We use the shapiro.test()
to check whether the residuals belong to a normal distribution. From the result, we can see that p-value is less than 0.05. Since the null hypothesis in shapiro-wilk test is that data is normally distributed, we can find that residuals in this model are not norlmally distributed, which violates the Normal distribution assumption.
By using the plot()
method, we can observe more properties of the residuals. From the plot "Residuals vs Fitted", we can see that residuals reach its minimum at fitted value of about 20, and residuals rises at both end of fitted value. Because the average of residuals varies with the predicted value, it is obvious that residuals violate the Homoscedasticity assumption.
By using the dwtest()
in the lmtest
library, we can test whether the residuals have autocorrelation. The results of Durbin-Watson test show that the value of DW is less than 2 and the p-value is much less than 0.05, which indicates that there is a significant positive autocorrelation of the residuals.
Model Improvement
As I have mentioned before, feature DIS as well as LSTAT seem to show nonlinear correlations with house prices, so I try to add nonlinear part into the model so as to improve the performance.

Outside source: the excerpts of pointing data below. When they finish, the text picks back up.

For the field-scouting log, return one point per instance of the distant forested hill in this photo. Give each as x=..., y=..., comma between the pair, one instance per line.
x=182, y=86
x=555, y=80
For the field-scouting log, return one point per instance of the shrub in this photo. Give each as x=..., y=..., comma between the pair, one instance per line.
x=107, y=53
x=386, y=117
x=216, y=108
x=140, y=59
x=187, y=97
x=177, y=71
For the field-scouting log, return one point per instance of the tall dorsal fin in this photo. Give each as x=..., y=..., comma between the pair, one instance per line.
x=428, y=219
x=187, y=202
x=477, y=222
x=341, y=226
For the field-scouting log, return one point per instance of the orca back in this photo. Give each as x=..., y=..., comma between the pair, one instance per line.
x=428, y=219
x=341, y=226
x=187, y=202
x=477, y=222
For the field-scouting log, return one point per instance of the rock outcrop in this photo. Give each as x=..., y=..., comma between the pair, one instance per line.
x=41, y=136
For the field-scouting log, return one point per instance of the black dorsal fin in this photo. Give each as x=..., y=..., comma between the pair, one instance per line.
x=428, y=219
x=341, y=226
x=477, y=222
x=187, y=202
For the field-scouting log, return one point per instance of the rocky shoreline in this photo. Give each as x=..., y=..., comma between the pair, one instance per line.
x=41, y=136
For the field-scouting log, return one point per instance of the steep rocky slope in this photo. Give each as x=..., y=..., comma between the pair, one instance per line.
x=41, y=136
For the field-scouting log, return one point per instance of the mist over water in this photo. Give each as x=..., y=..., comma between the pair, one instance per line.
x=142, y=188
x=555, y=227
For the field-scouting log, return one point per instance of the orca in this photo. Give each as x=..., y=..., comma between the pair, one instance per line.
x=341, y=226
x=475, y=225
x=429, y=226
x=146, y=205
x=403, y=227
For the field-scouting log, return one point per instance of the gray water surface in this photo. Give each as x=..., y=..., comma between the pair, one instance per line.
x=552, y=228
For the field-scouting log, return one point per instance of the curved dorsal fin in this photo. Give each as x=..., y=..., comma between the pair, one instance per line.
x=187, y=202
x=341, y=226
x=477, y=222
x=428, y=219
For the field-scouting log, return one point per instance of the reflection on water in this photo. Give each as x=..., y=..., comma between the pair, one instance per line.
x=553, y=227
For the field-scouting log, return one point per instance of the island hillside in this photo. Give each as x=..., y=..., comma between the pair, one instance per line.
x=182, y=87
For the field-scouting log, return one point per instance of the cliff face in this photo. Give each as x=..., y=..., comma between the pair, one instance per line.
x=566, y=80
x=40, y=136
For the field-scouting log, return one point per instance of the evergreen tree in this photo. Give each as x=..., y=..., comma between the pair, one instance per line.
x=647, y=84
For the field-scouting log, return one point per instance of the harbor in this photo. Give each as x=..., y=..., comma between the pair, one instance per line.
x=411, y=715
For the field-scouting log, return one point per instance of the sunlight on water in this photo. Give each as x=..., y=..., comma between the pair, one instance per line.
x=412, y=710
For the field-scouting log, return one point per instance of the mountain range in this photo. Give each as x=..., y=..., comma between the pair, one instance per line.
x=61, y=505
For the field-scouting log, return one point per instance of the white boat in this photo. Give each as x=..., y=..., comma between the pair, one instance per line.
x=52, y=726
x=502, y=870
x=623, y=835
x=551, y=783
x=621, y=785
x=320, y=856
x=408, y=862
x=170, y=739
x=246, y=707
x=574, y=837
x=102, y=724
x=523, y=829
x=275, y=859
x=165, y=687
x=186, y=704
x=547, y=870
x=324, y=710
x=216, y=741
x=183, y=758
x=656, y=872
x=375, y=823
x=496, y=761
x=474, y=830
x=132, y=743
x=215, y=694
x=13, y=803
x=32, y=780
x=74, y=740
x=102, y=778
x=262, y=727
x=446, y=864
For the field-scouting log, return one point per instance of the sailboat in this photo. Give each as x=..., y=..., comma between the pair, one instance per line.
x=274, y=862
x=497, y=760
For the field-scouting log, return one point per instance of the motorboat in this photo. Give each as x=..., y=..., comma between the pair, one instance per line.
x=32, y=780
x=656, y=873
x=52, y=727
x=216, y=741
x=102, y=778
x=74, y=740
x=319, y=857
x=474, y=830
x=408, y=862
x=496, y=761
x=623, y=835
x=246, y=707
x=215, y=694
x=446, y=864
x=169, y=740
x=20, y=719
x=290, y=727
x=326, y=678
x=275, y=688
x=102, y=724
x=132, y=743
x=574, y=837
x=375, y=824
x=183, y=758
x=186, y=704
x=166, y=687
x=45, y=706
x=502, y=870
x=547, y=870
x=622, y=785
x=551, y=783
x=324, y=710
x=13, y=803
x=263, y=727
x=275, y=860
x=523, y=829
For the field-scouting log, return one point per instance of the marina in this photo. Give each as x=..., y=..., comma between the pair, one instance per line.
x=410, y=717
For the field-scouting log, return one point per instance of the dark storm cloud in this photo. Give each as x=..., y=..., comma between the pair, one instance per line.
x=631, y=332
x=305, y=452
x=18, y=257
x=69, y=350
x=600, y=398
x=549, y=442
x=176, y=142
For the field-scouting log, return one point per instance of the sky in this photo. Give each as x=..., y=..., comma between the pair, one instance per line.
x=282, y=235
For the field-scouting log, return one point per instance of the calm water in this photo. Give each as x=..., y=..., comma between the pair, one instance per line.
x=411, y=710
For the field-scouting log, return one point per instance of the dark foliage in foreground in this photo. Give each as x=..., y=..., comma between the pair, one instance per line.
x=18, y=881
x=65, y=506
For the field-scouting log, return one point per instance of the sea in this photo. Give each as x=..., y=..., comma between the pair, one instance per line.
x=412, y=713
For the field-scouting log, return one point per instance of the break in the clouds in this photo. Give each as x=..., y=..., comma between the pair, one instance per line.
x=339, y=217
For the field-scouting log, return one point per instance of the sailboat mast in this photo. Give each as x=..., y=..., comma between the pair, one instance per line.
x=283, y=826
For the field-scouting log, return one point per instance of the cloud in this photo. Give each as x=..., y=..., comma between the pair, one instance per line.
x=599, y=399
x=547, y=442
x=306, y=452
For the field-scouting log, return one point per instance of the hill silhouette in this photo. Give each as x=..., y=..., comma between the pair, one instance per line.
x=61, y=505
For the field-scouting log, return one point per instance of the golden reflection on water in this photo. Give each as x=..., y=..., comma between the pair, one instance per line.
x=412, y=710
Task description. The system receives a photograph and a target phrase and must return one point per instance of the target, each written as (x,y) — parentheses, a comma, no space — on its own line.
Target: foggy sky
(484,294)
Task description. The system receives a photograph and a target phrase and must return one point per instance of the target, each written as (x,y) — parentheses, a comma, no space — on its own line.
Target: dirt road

By adding nonlinear part into model, we can find that Adjusted R-squared increase to around 0.77, and F-statistic increase to 131.3. Since the Pr(>|t|) values of I(DIS^2) and L(STAT^2) are far less than 0.05, we can say that DIS and LSTAT are non-linearly correlated with house prices.
From the calculation of VIF, we can see that the multiple linear regression model suffers from multicollinearity. We can use principal component analysis to solve this problem.
Since the cumulative proportion reach 0.82094 when we take top5 principal components, we take these 5 principal components into multiple linear regression model for prediction.
According to the summary, the multiple linear regression model with principle components reach 0.8745 in adjusted R-squared, which is a significant improvement over the basic multiple linear regression model. All principal components are highly correlated with house prices, which gives a value of 629.6 for the F-statistic.
Conclusion
In the Boston house price dataset, except for CRIM,INDUS and AGE, all other 10 features have a significant correlation with house prices. Among them, the three most influential features are LSTAT, DIS, and RM, among which, LSTAT and DIS show significant non-linear correlation with house price.
From the residual analysis, it is clear that the multiple linear regression model does not predict the house price well. The distribution of the independent variables violates Multivariate normality assumption, and the distribution of the residuals violates Homoscedasticity, Normal distribution, and Autocorrelation assumptions. Moreover, according to the calculation results of VIF, there are multicollinearity among variables. The above factors together lead to the poor fit of multiple linear regression model.
By adding a nonlinear component to the basic linear model and using principal component analysis to address the issue of multicollinearity, this study improves the performance of the linear model on Boston housing dataset.